One Christmas he gave my father, then an English school teacher, the complete bound volumes of Shakespeare’s master pieces written in Old English. They say I am a chip of the old block. That is not the truth but a mere fantasy if I may quote the words of Euripides in Ion in 44 BC. I am unworthy to tie my grand uncles shoe laces. The only thing I can think that is in my favour is I am still lean as a lamp post, the same figure l had when I was burning the tracks. His size made him studious, more interested in smart books than sports.

He steadily climbed the ladder and days after he was appointed Provincial Engineer, a step below Director of Public Works, he had complained of a side pain which the doctors diagnosed as appendicitis. An appendectomy was undertaken. When the surgeons were struggling to find the appendix his mother, a widow, who was kneeling and praying outside, told the others she heard the tolling of bells. He was 53.

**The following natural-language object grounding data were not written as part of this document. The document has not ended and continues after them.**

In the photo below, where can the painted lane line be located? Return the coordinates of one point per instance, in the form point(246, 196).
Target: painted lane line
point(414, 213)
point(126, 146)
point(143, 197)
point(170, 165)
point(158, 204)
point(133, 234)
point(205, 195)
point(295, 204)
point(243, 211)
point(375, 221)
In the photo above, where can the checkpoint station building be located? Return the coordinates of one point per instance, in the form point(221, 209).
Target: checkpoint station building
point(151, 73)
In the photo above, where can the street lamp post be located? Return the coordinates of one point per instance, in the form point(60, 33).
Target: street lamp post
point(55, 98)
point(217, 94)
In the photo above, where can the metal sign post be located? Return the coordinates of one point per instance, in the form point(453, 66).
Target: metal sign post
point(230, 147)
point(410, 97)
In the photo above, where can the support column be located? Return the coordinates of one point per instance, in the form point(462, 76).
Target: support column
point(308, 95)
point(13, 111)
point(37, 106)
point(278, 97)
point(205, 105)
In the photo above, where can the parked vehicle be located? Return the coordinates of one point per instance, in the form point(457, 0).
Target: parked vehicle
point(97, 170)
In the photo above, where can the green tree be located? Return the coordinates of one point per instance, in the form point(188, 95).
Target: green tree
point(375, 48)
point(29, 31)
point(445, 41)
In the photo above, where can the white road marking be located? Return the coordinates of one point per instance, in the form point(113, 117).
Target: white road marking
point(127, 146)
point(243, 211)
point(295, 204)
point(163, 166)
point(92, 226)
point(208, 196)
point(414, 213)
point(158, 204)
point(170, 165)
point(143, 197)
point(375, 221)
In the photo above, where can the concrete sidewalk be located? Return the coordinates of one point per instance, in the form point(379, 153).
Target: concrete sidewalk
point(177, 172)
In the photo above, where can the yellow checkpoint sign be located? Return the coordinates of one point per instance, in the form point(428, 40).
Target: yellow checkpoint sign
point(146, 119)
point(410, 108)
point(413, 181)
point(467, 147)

If he had lived he would have been the first Singhalese Director of Public Works. The Central Hospital then was not the magnificent structure it is today. I remember my mother telling me, then a tot, to climb a chair and see through the fan light and tell her what was happening. I remember seeing the surgeons and physicians by the bedside, and hearing the heavy breathing and the smell of the whiffs of Chloroform.

In the old tombs what we find is not the familiar Requiest in Pace, Rest In Peace but Tradere in Pace, Sleep in Peace. Those words l offer my grand uncle whose memory I cherish.

I have drawn a long list of names of my wife, a Buddhist and her parents also Buddhists and my parents and ancestors all Catholics, in whose memories requiem Masses in Latin will be celebrated at the little Church in Kurana. My grand uncles name is there next to Fr Benedict Fernando, my Confessor, not a half baked but a fully baked theologian and a friend, at St Joseph’s College.